What this catches and what it doesn't. This is lexical overlap, not semantic grounding or NLI-backed faithfulness. It catches the obvious failure cases — a response that talks about a totally different topic than the retrieved chunks — and it's the same no-LLM-judge baseline RAGAS / TruLens / DeepEval ship as their cheapest fallback. It does NOT catch:
- semantic-equivalent paraphrase that uses entirely different vocabulary (the response is grounded in meaning, but not in words)
- a response that quotes chunks but draws an unsupported conclusion
- factual claims a chunk contradicts (overlap can be high while the claim is wrong)
For deeper grounding (per-claim NLI, sentence-level entailment, LLM-judge faithfulness), pair this rule with the Judge axis or with an external faithfulness evaluator. Treat must_be_grounded as a cheap CI gate, not a hallucination guarantee.
Structured-output assertions¶
must_match_json_schema accepts either an inline schema: dict or a schema_path: to a JSON Schema file. Mismatches name the offending dotted path so reviewers see exactly which field broke.
rules:
- id: structured-output
kind: must_match_json_schema
params:
schema_path: schemas/refund_decision.schema.json
severity: error
NaN, Infinity, and -Infinity literals are rejected because they aren't valid JSON per RFC 8259, even though Python's json.loads accepts them as a CPython extension. Downstream consumers (browsers, other-language parsers, strict JSON parsers) choke on them, so the rule treats them as a contract violation.
Severity and the merge gate¶
Every rule carries a severity field: error, warning, or info. Combined with shadow diff --fail-on, you can gate a PR merge on the worst signal in the report:
The diff and policy summary still print first; the gate runs as a separate step. A blocked PR always has the explanation visible in the comment.

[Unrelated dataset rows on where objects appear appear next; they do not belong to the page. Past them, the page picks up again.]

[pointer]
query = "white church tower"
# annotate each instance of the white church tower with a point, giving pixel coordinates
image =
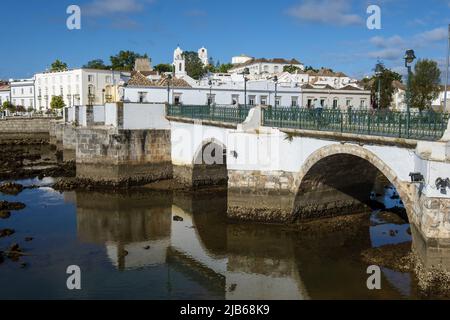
(179, 63)
(203, 55)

--fail-on levels map onto axis severity directly: none < minor < moderate < severe. Policy violations map as info → minor, warning → moderate, error → severe. The gate trips when the worst signal across both surfaces hits the threshold.
Scope¶
Rules default to scope: trace — evaluated once per whole trace. scope: session evaluates each rule independently per user-initiated session, which is almost always what you want on multi-ticket production traces (ten refund conversations bundled into one .agentlog should be ten separate evaluations, not one merged one).